We are currently in the season of Lent, when believers around the world prepare to commemorate Christ’s death and celebrate his resurrection. In many Christian traditions, Lent is a time of fasting, repentance, and prayer. As a result, Lent provides unique opportunities to engage your ministry partners in prayer.
Invite your prayer partners to weep with you before the Lord
Lent invites us to identify with Jesus as “a man of sorrows and acquainted with grief” (Isaiah 53:3). As the writer Tish Harrison Warren put it, “Feeling sadness is the cost of being emotionally alive. It’s the cost, even, of holiness…. Unless we make space for grief, we cannot know the depths of the love of God.”
Maybe you have areas of your life or your ministry that are hard right now, or losses that you need to grieve. Perhaps there’s trauma from your past that still hurts, or someone you know is in crisis.
This Lenten season, we encourage you to lean into your grief before the Lord. To lament and allow yourself to weep. And to do so in community by asking for prayer.
When you share vulnerably with your supporters, they feel more connected to you. When that happens, they are more likely to pray for you and stay engaged with your ministry.
In Christ, we can grieve without fearing that our emotions will overwhelm us: we know that we are secure in God’s deep love and constant presence (Ephesians 3:14-19), and that the pain won’t last forever (Revelation 21:4). He is our refuge and strength, and Easter is coming.
Reach out to a ministry partner who’s hurting
Lent also provides an opportunity for you to come alongside prayer partners who may be suffering. As the apostle Paul writes, “Blessed be the God and Father of our Lord Jesus Christ, the Father of mercies and God of all comfort, who comforts us in all our affliction, so that we may be able to comfort those who are in any affliction, with the comfort with which we ourselves are comforted by God” (2 Corinthians 1:3-4).

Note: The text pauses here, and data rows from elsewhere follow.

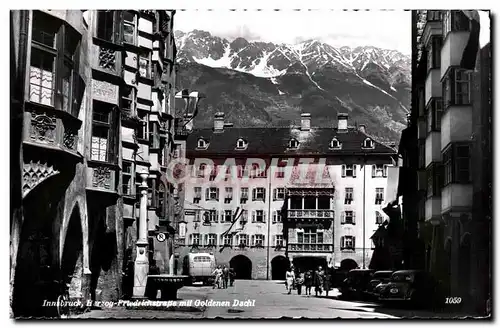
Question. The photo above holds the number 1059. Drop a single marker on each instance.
(453, 300)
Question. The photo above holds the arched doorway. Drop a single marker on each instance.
(72, 259)
(279, 265)
(242, 267)
(348, 264)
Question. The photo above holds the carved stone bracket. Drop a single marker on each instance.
(34, 174)
(102, 177)
(107, 58)
(43, 127)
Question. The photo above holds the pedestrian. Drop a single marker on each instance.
(308, 280)
(299, 281)
(318, 281)
(290, 277)
(225, 276)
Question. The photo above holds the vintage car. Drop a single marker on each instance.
(412, 286)
(380, 280)
(354, 286)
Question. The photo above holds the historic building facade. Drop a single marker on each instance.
(91, 107)
(311, 196)
(450, 127)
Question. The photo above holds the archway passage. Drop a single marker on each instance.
(72, 259)
(279, 265)
(242, 267)
(348, 264)
(306, 263)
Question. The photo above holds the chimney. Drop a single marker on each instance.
(305, 121)
(342, 122)
(188, 121)
(219, 122)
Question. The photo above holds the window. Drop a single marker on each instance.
(277, 217)
(195, 239)
(368, 143)
(434, 52)
(279, 193)
(145, 65)
(258, 240)
(212, 193)
(456, 87)
(259, 216)
(310, 236)
(53, 76)
(379, 171)
(228, 240)
(434, 114)
(129, 27)
(348, 242)
(335, 144)
(454, 20)
(241, 144)
(456, 161)
(348, 195)
(127, 178)
(259, 194)
(348, 217)
(242, 239)
(229, 195)
(379, 196)
(202, 144)
(228, 216)
(348, 170)
(197, 195)
(244, 195)
(379, 219)
(103, 133)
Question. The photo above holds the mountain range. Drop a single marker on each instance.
(267, 84)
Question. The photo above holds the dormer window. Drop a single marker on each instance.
(293, 144)
(202, 144)
(335, 144)
(368, 143)
(241, 144)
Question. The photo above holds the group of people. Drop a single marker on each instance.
(320, 279)
(223, 276)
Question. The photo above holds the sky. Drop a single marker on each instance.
(383, 29)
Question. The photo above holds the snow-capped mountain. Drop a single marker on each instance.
(310, 76)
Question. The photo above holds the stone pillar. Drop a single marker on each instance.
(141, 266)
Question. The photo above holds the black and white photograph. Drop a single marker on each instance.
(250, 164)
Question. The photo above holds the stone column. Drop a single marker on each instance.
(141, 266)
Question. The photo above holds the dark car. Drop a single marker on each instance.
(412, 286)
(354, 286)
(379, 281)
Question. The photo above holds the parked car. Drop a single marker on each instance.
(412, 286)
(380, 280)
(354, 286)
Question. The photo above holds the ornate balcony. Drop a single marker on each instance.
(310, 248)
(310, 214)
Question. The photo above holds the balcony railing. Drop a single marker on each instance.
(309, 248)
(310, 213)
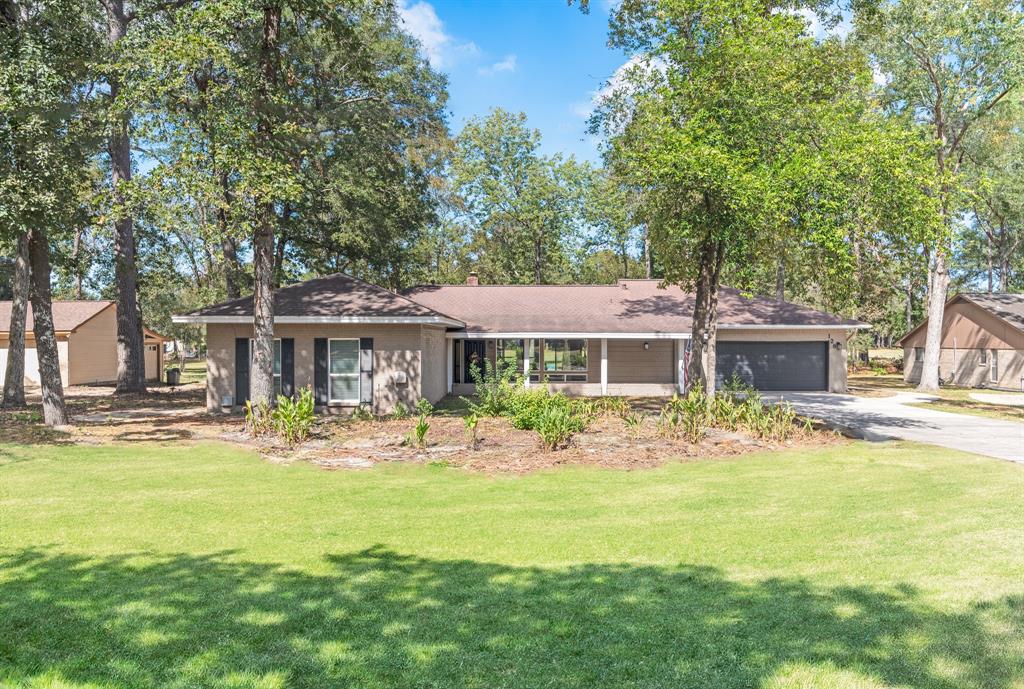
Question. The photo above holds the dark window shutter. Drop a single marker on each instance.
(241, 370)
(320, 372)
(288, 367)
(367, 371)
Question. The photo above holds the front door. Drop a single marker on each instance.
(473, 352)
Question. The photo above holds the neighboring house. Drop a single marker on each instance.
(87, 343)
(354, 343)
(982, 342)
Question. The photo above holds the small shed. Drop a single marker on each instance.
(87, 343)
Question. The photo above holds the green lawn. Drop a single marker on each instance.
(853, 567)
(951, 398)
(194, 371)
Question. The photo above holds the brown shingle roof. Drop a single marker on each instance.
(67, 314)
(1004, 305)
(337, 295)
(630, 306)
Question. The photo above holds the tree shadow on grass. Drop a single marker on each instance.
(377, 618)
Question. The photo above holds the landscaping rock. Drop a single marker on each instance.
(344, 463)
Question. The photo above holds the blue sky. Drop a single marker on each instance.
(539, 56)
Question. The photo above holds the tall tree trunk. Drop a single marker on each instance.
(54, 413)
(13, 386)
(780, 280)
(702, 354)
(131, 361)
(280, 247)
(232, 269)
(908, 313)
(648, 262)
(228, 246)
(988, 258)
(77, 259)
(538, 260)
(261, 386)
(938, 283)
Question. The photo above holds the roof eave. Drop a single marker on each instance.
(198, 319)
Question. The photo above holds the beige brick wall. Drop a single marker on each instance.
(964, 368)
(630, 362)
(396, 348)
(92, 349)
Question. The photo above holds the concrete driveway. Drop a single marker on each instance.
(888, 418)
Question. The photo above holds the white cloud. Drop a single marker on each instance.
(507, 65)
(816, 27)
(422, 23)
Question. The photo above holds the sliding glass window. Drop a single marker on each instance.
(564, 355)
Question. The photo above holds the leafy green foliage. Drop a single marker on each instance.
(418, 437)
(525, 208)
(470, 422)
(635, 422)
(494, 389)
(258, 421)
(400, 411)
(556, 425)
(293, 417)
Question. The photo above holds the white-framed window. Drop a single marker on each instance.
(565, 356)
(343, 371)
(276, 364)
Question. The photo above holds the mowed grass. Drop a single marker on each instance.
(856, 567)
(951, 398)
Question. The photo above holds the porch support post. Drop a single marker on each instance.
(681, 365)
(604, 365)
(450, 350)
(526, 357)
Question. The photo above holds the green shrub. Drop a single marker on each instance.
(494, 387)
(556, 425)
(293, 417)
(688, 417)
(736, 385)
(634, 423)
(400, 411)
(258, 421)
(613, 406)
(361, 413)
(419, 435)
(524, 404)
(470, 421)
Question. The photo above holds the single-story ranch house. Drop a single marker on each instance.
(87, 343)
(355, 343)
(982, 342)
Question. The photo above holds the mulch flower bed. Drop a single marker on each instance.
(178, 416)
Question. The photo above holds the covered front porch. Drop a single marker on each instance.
(622, 364)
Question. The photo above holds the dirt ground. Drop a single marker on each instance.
(178, 415)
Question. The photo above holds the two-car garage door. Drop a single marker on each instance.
(774, 365)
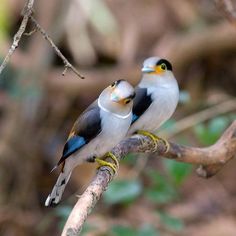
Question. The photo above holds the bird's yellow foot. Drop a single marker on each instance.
(114, 166)
(155, 139)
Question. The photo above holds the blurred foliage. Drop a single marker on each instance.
(4, 19)
(177, 171)
(161, 190)
(145, 230)
(170, 222)
(209, 133)
(122, 191)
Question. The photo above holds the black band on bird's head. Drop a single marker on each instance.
(167, 63)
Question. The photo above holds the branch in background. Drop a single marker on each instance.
(212, 159)
(227, 8)
(27, 14)
(67, 64)
(27, 11)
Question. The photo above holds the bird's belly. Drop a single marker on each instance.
(114, 130)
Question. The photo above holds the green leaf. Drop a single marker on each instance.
(147, 230)
(122, 191)
(170, 222)
(119, 230)
(177, 171)
(161, 191)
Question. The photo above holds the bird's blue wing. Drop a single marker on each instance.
(86, 128)
(142, 101)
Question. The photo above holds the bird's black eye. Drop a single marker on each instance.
(163, 66)
(113, 84)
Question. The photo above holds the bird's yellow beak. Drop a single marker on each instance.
(152, 70)
(147, 69)
(115, 97)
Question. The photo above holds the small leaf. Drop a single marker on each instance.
(119, 230)
(178, 171)
(122, 191)
(170, 222)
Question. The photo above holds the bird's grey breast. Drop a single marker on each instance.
(164, 102)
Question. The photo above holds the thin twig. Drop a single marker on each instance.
(67, 64)
(218, 154)
(227, 8)
(27, 11)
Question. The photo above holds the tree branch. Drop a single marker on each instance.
(27, 14)
(67, 64)
(211, 159)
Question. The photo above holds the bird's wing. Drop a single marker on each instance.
(141, 103)
(87, 127)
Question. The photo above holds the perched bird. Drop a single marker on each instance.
(98, 129)
(157, 96)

As a mission worker, you frequently face financial uncertainty, daunting work situations, challenging family dynamics, and health difficulties. Your ministry partners struggle with many of these same things, and you can bless them with the encouragement and comfort that we’ve received from the Lord.
A simple text message or email is all it takes to let a supporter know that you’re thinking about and praying for them. You can also send private messages through Prayvine.
And if you’re unsure how someone is doing, reaching out and asking can be a real blessing to a ministry partner in need.